NEW DELHI, April 24, 2026, 22:39 IST
Standard Chartered Bank has been picked by Actis to advise on the sale of BluPine Energy, the Indian renewable energy platform carrying a reported $2 billion price tag, The Economic Times reported on Friday, citing people aware of the matter. The platform has about 4 gigawatts of capacity, the report said.
The mandate matters because it gives Standard Chartered a role in one of India’s larger clean-energy sale processes at a time when banks are trying to grow fee income beyond lending. For StanChart, whose corporate and investment banking arm serves companies, governments and investors on cross-border trade and investment, the work fits a business line investors are already watching closely.
India is the reason the sale has weight. The government said this month it is working toward 500 GW of installed power capacity from non-fossil sources by 2030, and had 283.46 GW of such capacity installed as of March 31, 2026. That build-out has kept buyers, lenders and advisers circling renewable platforms that already have scale.
Actis launched BluPine in 2022 with a target of 4 GW in utility-scale solar, wind and storage projects, using a buy-and-build strategy across India. The platform has government and commercial-and-industrial power purchase agreements, or long-term contracts to sell electricity.
Standard Chartered has not come to BluPine cold. Last year, BluPine closed a 3.76 billion rupee debt funding for a 100 MW solar project in Gujarat, with Standard Chartered acting as sole mandated lead arranger, lender, green loan coordinator and account bank, Mercom India reported.
The bank was also in the market on its own account on Friday. A regulatory notice showed Standard Chartered bought 832,000 ordinary shares on April 23 under its buyback, a repurchase of its own stock, at a volume-weighted average price of 1,756.0944 pence; it had used $713.6 million under the programme by the prior London close and intends to cancel the shares.
Standard Chartered shares closed lower in London on Friday at 1,742.40 pence, down 0.82%, according to Bloomberg data. The stock move was modest, but the timing puts the BluPine mandate and the buyback into the same investor frame: deal fees, capital returns and whether the bank can keep momentum before first-quarter numbers.

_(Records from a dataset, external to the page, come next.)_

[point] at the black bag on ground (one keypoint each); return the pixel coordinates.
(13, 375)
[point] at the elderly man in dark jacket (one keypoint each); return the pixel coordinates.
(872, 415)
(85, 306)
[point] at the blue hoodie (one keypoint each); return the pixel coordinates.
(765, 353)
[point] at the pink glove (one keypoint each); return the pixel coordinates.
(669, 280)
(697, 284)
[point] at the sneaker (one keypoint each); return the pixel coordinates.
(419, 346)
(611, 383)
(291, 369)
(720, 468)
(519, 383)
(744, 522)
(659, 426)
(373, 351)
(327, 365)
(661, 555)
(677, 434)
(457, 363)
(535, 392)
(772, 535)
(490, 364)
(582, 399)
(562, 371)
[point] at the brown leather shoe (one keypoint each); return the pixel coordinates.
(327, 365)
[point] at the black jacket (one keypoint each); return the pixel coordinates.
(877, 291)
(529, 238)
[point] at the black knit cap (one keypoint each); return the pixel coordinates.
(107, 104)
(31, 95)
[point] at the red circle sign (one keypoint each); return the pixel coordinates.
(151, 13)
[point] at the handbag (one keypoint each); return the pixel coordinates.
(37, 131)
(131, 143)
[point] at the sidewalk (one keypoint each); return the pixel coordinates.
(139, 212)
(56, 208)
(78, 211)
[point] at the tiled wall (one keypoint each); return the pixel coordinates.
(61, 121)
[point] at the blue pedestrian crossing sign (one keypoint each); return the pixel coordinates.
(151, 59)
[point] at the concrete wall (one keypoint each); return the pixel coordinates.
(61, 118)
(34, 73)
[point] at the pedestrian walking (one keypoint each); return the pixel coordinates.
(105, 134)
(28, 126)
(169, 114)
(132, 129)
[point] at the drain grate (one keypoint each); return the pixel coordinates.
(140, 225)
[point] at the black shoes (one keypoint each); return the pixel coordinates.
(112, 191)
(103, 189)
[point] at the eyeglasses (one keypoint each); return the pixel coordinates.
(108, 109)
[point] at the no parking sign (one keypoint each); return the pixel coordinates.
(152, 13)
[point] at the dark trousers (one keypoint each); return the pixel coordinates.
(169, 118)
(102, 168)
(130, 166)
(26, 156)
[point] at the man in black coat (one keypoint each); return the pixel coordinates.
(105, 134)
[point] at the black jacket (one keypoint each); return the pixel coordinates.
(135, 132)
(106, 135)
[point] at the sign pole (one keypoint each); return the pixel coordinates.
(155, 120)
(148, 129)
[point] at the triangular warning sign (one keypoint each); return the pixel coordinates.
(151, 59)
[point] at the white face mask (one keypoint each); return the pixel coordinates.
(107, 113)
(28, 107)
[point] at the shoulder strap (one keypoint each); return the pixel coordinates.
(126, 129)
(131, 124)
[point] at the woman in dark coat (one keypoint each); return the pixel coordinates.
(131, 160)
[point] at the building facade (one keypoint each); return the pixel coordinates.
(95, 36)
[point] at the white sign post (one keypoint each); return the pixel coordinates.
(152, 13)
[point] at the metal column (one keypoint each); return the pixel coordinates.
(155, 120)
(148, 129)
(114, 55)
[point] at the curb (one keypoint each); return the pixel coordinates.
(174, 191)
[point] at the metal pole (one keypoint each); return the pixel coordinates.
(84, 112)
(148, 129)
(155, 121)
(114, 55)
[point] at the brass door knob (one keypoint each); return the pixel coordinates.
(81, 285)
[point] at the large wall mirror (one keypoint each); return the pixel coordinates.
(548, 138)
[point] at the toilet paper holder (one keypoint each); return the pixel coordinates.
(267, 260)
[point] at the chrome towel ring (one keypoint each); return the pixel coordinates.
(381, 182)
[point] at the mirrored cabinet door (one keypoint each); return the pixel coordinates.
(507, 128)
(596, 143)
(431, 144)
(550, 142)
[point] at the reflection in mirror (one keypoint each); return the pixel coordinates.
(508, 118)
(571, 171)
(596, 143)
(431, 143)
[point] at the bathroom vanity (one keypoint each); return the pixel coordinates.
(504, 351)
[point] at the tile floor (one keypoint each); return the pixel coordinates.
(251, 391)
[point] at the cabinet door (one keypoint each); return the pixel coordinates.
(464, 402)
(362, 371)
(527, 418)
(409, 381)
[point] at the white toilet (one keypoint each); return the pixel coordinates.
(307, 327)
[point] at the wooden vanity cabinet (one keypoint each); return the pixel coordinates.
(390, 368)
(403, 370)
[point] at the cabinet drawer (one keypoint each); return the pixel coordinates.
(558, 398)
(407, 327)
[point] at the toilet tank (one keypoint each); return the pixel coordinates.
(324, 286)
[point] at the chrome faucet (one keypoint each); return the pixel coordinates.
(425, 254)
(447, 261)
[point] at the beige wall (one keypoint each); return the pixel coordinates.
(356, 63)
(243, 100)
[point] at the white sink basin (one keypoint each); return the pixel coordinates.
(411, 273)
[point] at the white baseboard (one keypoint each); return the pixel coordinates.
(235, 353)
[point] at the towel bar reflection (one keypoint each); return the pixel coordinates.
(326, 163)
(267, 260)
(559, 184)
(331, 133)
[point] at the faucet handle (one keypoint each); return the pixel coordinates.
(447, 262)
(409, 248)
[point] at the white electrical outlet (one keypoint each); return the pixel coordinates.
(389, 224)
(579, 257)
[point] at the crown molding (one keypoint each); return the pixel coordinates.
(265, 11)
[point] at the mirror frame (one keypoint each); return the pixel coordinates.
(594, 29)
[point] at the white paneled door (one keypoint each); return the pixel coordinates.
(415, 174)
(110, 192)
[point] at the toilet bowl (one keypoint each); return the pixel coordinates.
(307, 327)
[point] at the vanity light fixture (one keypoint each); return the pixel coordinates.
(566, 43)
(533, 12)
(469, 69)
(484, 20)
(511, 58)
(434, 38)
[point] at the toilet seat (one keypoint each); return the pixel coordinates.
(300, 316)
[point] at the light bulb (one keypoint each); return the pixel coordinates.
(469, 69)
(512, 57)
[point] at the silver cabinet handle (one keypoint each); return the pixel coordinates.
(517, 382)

That momentum has been the core of management’s case. Reuters reported in February that Standard Chartered’s full-year pretax profit rose 16% to just under $7 billion, helped by global banking and wealth, while the bank announced a $1.5 billion buyback and a dividend up 65%; CEO Bill Winters said the board wanted him “to see through this strategy” as succession questions lingered. Reuters
The competitive read is not clean, but it is there. HSBC remains the closest listed peer in emerging-market banking, while Barclays sits further back on Middle East exposure; J.P. Morgan warned in March that HSBC and Standard Chartered were the major European banks most exposed to the Middle East conflict, with Barclays and several others below 1% exposure for both revenue and profit.
But a mandate is not a sale. The $2 billion valuation will depend on buyer appetite, power contracts, funding costs and execution risk across India’s renewable build-out. Reuters reported this week that India could face a solar-cell crunch from June under local-sourcing rules, with an industry group saying domestic solar-cell capacity was about 25.6 GW against demand of roughly 50 GW and warning of possible project delays.
Investors will get the next formal read on the bank on April 30, when Standard Chartered is due to release first-quarter 2026 results at 05:00 UK time and hold a virtual presentation later the same day. Any update on advisory fees, sustainable finance and capital returns will decide whether BluPine looks like a useful one-off mandate or part of a broader push.